J West Afr Coll Surg. 2022 Apr-Jun;12(2):23-27. doi: 10.4103/jwas.jwas_125_22. Epub 2022 Aug 27.
Day-case anterior cruciate ligament reconstruction has the potential benefit of reduced hospital stay and reduced cost of care. The goal of this preliminary report was to compare the outcome of day-case arthroscopic anterior cruciate ligament reconstruction with those of in-patient care in terms of pain control and short-term functional outcome.
This was a prospective comparative study involving patients who had anterior cruciate ligament reconstruction performed in our unit between January 2019 to July 2021 for isolated anterior cruciate ligament rupture. The patients were offered the option of in-patient and day-case anterior cruciate ligament reconstruction. All cases were isolated anterior cruciate ligament ruptures with no other ligament injury.
A total of twenty-one-day case and twenty-five in-patient anterior cruciate ligament reconstruction were managed during the period of the study. The median numeric pain scores at day 2 and 7 in the day case group was 8.0 (IQR=2.0) and 5.0 (IQR= 3.0) respectively and in-patient group was 7.0 (IQR =1.5) and 4.0 (IQR= 2.0) respectively. The international knee documentation score (IKDC) at 6 months in the day case and in-patient groups were 68.6 (IQR= 9.3) and 67.2 (IQR= 25.0) respectively. The Mann-Whitney U test indicated that patients who had ACL reconstruction on in-patient care basis had statistically significant lower visual analogue scale pain scores on the second (z=-2.58, = 0.01) and seventh (z=-3.41 = 0.001) post-operative days compared to patients who had ACL reconstruction on day case basis. There was no statistically significant difference in the median IKDC scores of both groups at 6 months. The cost of care in the day case group was 40% lower than those of the in-patient group.
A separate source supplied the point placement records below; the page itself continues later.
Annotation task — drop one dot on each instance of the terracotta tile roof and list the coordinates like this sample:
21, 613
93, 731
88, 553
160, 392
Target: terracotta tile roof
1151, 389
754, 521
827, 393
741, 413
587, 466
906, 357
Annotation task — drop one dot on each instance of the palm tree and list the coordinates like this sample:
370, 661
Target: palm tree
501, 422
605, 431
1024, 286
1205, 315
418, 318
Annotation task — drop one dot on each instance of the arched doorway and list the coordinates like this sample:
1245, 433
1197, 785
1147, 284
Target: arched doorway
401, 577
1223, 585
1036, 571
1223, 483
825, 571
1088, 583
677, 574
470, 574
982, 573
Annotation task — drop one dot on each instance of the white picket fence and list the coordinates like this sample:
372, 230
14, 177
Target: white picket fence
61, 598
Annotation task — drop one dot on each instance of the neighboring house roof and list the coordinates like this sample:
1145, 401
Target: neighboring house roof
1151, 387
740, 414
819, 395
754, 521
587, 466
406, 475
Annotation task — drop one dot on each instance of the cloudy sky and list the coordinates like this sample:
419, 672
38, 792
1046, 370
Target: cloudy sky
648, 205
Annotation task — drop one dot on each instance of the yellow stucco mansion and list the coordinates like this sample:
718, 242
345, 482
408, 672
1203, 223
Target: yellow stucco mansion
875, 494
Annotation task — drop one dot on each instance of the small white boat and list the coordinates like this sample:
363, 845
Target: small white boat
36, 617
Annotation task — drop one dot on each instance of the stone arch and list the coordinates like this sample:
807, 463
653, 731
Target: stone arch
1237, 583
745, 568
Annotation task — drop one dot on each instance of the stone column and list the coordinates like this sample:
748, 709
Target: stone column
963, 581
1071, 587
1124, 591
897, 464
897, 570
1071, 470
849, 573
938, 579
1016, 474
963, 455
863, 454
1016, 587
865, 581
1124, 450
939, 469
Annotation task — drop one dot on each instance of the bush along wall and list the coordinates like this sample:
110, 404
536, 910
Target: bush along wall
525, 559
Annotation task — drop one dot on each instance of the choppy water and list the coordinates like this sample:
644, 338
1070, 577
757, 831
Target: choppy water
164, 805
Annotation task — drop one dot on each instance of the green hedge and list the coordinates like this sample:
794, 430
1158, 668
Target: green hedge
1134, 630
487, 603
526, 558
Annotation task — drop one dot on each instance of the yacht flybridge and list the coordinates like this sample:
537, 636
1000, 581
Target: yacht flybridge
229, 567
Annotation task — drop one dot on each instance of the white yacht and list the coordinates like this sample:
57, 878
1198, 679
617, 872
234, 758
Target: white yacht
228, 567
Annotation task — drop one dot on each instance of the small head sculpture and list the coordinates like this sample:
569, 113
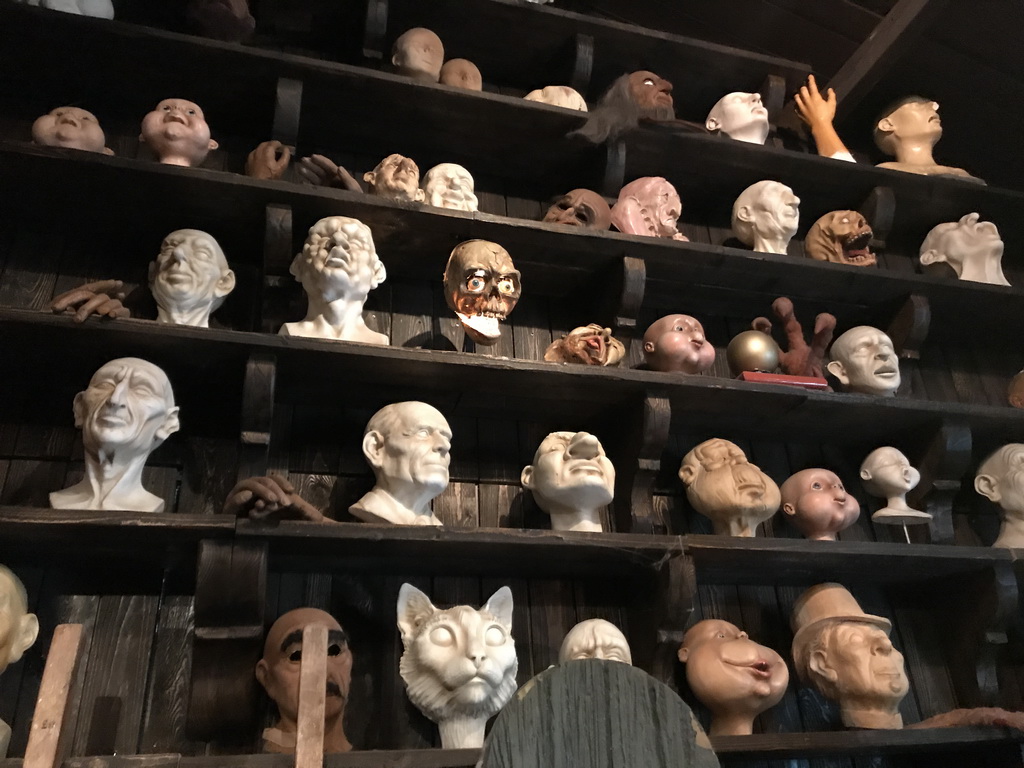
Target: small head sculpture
595, 638
734, 677
648, 206
842, 238
723, 485
70, 126
450, 185
189, 278
461, 73
481, 286
419, 53
278, 672
558, 95
395, 177
589, 345
863, 360
972, 248
677, 343
583, 208
739, 116
18, 628
846, 654
817, 504
765, 216
571, 478
177, 132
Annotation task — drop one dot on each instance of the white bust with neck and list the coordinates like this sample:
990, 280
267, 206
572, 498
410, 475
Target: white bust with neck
127, 411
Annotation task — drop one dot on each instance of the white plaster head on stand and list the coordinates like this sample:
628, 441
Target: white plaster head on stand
863, 360
459, 664
278, 672
972, 248
1000, 479
723, 485
846, 654
338, 267
734, 677
409, 445
595, 638
739, 116
72, 127
450, 185
125, 414
571, 479
886, 472
177, 133
189, 279
765, 216
419, 53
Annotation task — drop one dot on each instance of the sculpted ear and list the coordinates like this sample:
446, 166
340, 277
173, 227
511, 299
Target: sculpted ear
414, 606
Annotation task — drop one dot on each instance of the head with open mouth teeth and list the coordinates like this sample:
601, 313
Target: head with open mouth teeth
482, 286
842, 238
734, 677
Although the cost of care in the day case group appeared lower as compared to the in-patient group, the day case group had higher post-operative pain scores compared to the in-patient group. Although the post-operative functional scores were similar in both groups, this was not statistically significant.
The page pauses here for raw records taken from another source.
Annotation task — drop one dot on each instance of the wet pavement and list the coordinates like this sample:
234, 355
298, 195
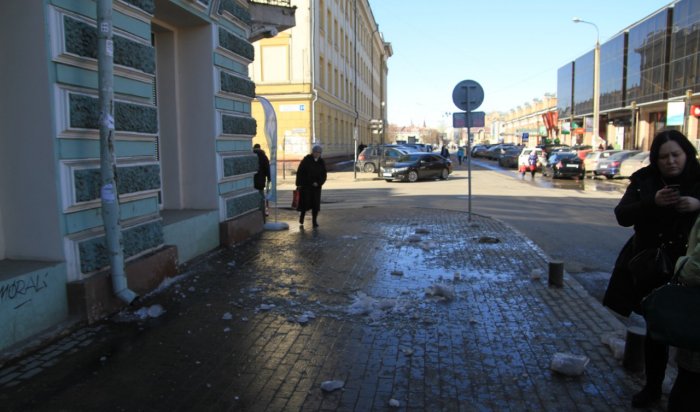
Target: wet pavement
409, 308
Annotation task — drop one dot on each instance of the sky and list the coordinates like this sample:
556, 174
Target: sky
512, 48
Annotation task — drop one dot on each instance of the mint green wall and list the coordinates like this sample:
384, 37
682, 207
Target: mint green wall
193, 236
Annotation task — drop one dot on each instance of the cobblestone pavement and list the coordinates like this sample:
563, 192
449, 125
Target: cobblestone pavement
406, 306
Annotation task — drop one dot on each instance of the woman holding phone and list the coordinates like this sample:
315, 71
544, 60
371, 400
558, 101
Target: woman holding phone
661, 203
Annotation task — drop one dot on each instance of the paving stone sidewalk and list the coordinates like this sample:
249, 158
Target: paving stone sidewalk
406, 306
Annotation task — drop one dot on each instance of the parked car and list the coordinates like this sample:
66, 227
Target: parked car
417, 147
548, 168
369, 159
565, 164
525, 154
510, 157
610, 167
634, 163
582, 151
419, 165
590, 163
480, 150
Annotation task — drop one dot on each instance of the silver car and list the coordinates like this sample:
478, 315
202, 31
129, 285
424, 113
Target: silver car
590, 163
634, 163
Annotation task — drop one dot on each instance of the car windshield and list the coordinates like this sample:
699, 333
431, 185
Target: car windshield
409, 158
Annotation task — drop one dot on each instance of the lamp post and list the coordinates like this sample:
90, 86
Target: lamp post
596, 81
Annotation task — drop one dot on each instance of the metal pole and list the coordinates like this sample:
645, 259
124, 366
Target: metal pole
108, 164
469, 159
596, 93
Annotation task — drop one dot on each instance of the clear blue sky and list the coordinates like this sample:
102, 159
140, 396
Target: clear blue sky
513, 48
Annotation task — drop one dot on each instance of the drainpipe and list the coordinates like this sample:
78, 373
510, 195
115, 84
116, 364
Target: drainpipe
356, 132
108, 165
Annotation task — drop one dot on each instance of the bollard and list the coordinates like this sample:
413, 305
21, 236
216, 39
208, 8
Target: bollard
556, 273
633, 360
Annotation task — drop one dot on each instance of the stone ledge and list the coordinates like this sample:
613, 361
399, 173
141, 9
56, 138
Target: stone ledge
92, 298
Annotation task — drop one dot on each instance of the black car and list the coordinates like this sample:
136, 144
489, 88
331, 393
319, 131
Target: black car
565, 164
414, 166
370, 158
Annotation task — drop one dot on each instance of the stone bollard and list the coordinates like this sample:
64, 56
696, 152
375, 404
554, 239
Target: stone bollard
633, 360
556, 273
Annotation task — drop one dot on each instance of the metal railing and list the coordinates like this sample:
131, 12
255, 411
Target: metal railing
284, 3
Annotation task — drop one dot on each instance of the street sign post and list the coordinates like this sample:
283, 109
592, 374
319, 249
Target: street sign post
468, 96
459, 119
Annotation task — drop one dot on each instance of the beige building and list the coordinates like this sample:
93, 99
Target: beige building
325, 77
527, 124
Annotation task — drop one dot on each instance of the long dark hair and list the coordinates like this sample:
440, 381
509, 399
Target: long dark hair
691, 163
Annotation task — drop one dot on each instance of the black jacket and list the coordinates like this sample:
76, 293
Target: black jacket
263, 174
653, 225
310, 171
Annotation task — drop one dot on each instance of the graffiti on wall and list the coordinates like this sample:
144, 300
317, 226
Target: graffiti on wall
21, 291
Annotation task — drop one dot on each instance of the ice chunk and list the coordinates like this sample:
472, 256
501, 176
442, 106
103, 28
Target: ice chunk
441, 290
569, 364
330, 386
414, 239
155, 311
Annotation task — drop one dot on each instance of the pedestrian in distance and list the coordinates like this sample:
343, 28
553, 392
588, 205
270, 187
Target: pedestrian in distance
311, 175
685, 395
262, 177
445, 152
531, 166
360, 148
661, 203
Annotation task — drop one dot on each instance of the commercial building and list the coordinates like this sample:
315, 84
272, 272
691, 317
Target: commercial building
532, 122
648, 81
182, 131
326, 78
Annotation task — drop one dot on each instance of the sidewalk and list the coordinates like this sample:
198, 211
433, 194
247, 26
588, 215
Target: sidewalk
262, 326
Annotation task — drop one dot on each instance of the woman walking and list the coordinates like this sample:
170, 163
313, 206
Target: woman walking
311, 175
661, 203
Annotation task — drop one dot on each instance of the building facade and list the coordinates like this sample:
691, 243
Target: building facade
326, 78
533, 123
648, 81
183, 131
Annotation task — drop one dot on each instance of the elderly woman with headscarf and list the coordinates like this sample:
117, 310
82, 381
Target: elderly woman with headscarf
311, 175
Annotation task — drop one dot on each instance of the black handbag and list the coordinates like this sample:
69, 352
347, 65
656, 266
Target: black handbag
650, 269
672, 313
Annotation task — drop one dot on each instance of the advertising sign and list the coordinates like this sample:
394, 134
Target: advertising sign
675, 113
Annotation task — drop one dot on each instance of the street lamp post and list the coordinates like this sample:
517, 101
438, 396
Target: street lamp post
596, 81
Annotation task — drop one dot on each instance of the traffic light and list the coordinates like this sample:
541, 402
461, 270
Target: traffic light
695, 110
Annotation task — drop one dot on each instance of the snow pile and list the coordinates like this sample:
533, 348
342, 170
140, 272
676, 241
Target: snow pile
367, 305
441, 291
569, 364
143, 313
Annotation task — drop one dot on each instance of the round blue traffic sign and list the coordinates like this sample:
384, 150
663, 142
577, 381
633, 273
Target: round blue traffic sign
468, 95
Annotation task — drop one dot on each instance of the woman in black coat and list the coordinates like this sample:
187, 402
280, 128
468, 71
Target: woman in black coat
661, 203
311, 175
日间手术前交叉韧带重建具有缩短住院时间和降低护理成本的潜在优势。本初步报告的目的是比较日间手术关节镜下前交叉韧带重建与住院治疗在疼痛控制和短期功能结局方面的结果。
这是一项前瞻性比较研究,纳入了2019年1月至2021年7月在本单位因单纯前交叉韧带断裂而进行前交叉韧带重建的患者。患者可选择住院或日间手术前交叉韧带重建。所有病例均为单纯前交叉韧带断裂,无其他韧带损伤。
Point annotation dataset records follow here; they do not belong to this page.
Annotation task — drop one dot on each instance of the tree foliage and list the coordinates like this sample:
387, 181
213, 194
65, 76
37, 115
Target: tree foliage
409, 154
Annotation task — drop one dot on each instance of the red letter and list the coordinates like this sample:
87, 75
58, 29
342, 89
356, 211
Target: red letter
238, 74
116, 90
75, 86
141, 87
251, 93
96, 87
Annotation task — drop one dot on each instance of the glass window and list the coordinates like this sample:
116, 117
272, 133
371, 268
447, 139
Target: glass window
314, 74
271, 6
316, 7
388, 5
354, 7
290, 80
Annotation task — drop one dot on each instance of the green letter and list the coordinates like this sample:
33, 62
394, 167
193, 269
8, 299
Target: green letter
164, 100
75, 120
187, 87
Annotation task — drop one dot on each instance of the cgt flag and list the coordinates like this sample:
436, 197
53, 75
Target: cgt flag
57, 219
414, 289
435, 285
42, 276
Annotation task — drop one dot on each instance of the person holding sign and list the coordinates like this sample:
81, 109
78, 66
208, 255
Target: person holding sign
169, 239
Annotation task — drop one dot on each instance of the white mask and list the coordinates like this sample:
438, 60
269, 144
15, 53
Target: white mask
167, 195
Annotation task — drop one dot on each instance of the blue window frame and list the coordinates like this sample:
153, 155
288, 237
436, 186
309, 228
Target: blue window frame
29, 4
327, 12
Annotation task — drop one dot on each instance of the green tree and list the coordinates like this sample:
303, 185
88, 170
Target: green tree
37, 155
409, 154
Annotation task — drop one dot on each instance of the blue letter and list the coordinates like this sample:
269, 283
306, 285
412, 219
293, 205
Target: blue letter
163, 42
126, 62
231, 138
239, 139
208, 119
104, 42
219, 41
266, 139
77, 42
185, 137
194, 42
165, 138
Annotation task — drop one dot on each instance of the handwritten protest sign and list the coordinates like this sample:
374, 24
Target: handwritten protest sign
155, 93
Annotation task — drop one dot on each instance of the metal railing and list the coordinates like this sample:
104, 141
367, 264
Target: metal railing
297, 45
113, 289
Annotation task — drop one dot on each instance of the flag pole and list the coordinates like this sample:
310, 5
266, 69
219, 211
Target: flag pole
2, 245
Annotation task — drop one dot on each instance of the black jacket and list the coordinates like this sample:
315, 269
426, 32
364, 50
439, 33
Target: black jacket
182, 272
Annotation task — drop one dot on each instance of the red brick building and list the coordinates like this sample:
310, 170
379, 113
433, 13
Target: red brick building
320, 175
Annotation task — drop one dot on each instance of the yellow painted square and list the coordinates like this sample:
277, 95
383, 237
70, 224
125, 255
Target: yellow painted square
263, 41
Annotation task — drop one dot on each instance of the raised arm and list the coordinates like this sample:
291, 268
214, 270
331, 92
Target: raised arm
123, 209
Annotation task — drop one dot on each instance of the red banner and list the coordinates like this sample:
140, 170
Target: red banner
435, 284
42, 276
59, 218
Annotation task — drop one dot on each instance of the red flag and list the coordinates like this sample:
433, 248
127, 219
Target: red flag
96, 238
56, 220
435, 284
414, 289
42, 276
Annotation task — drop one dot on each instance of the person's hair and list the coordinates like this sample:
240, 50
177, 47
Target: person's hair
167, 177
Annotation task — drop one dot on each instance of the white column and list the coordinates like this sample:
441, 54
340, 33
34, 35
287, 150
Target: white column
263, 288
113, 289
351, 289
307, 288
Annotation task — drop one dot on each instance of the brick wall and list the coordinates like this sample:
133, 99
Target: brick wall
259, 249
在研究期间,共进行了21例日间手术和25例住院前交叉韧带重建。日间手术组术后第2天和第7天的数字疼痛评分中位数分别为8.0(四分位间距=2.0)和5.0(四分位间距=3.0),住院组分别为7.0(四分位间距=1.5)和4.0(四分位间距=2.0)。日间手术组和住院组术后6个月的国际膝关节文献委员会评分(IKDC)分别为68.6(四分位间距=9.3)和67.2(四分位间距=25.0)。曼-惠特尼U检验表明,与日间手术进行前交叉韧带重建的患者相比,住院进行前交叉韧带重建的患者在术后第2天(z=-2.58,P=0.01)和第7天(z=-3.41,P=0.001)的视觉模拟评分疼痛得分在统计学上显著更低。两组术后6个月的IKDC评分中位数无统计学显著差异。日间手术组的护理成本比住院组低40%。
尽管日间手术组的护理成本似乎低于住院组,但日间手术组术后疼痛评分高于住院组。尽管两组术后功能评分相似,但无统计学显著性差异。